MACRAMÉ Data Shepherding Part 2– Harmonisation towards a common Data Schema

In the first part “MACRAMÉ Data Shepherding – an Approach to the centralised Management of Research Information & Knowledge”, the principle data management concept of MACRAMÉ were outlined, including an elaboration of MACRAMÉ’s implementation of the FAIR principles for internal data sharing, and two new data management tools (i.e. (a) the MACRAMÉ Registry and (b) the instance map tool) as developed in collaboration with the BIO-SUSHY Project. The two tools were used in the first year of the project, to plan the workflows and study designs of the five Use-Cases and to document the status of the data, which was provided by the partners in their internal formats.
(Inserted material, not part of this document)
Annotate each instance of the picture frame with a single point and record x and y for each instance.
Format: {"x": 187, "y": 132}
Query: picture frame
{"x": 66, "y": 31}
Thus, these tools were focusing on the F (Findable) and A (Accessible) of FAIR in the form of a one-stop shop for all (Meta)Data (i.e. study designs, method description, protocols/standard operating procedures (SOP), data, presentations, and later publications and reports, as well as a visual representation of the links between different research outputs). To foster the I (Interoperable) and R (Re-usable), an additional third tool is now developed and introduced providing a programming library and scripts to automate workflows for translating (meta)data as provided by the partners into computer-actionable files. These files are structured into a still-to-be-completed harmonised MACRAMÉ (meta)data schema designed to fulfil requirements from data producers, as well as data users.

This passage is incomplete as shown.